I'm coming across some weirdness with a variable not being accessible in other functions after being set. This is a Celery task file named html.py

base_path = ''

@app.task(bind=True)
def status(self):
    """
    returns the count of files downloaded and the timestamp of the most recently downloaded file
    """

    num_count = 0
    latest_timestamp = ''
    for root, _, filenames in os.walk(base_path):
        for filename in filenames:
            file_path = root + '/' + filename
            file_timestamp = datetime.fromtimestamp(os.path.getctime(file_path))
            if latest_timestamp == '' or file_timestamp > latest_timestamp:
                latest_timestamp = file_timestamp
            num_count += 1

@app.task(bind = True)
def download(self, url='', cl_id=-1):
    if len(url) == 0 or cl_id < 0:
        return None

    base_path = settings.WGET_PATH + str(cl_id)

    log_paths = {
        'output' : wget_base_path + '/out.log',
        'rejected' : wget_base_path + '/rejected.log'
    }

    create_files(log_paths)
    wget_cmd = 'wget -prc --convert-links --html-extension --wait=3 --random-wait --no-parent ' \
                   '--directory-prefix={0} -o {1} --rejected-log={2} {3}'.\
        format(wget_base_path, log_paths['output'], log_paths['rejected'], url)

    subprocess.Popen(wget_cmd, shell = True)

When I call this via

from ingest.task import html
web_url = 'https://www.gnu.org/software/wget/manual/html_node/index.html'
ingest = html.download.delay(web_url, 54321)

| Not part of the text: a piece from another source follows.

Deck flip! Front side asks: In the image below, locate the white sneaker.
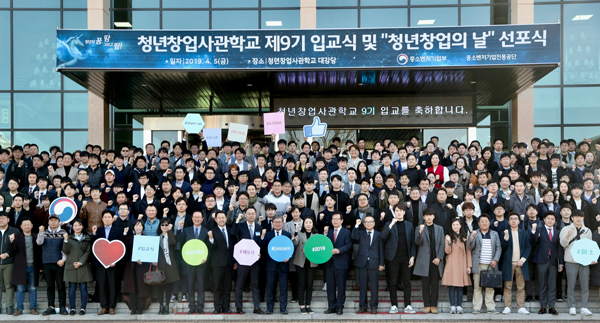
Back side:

the wget process kicks off as expected. However, the base_path parameter at the top of the file never gets set, so when I call status via

status = html.status.delay()

the base_path variable is an empty string, despite status being called after download . Is this because these tasks are in a script vs a class?

Because in function download at this line

base_path = settings.WGET_PATH + str(cl_id)

you just creates a local variable with name base_path . To avoid it you should declare base_path in function as global . For example:

@app.task(bind = True)
def download(self, url='', cl_id=-1):
    if len(url) == 0 or cl_id < 0:
        return None

    global base_path
    base_path = settings.WGET_PATH + str(cl_id)
...

From Python docs :

At any time during execution, there are at least three nested scopes whose namespaces are directly accessible:

  • the innermost scope, which is searched first, contains the local names
  • the scopes of any enclosing functions, which are searched starting with the nearest enclosing scope, contains non-local, but also non-global names
  • the next-to-last scope contains the current module's global names
  • the outermost scope (searched last) is the namespace containing built-in names

If a name is declared global, then all references and assignments go directly to the middle scope containing the module's global names. Otherwise, all variables found outside of the innermost scope are read-only (an attempt to write to such a variable will simply create a new local variable in the innermost scope, leaving the identically named outer variable unchanged).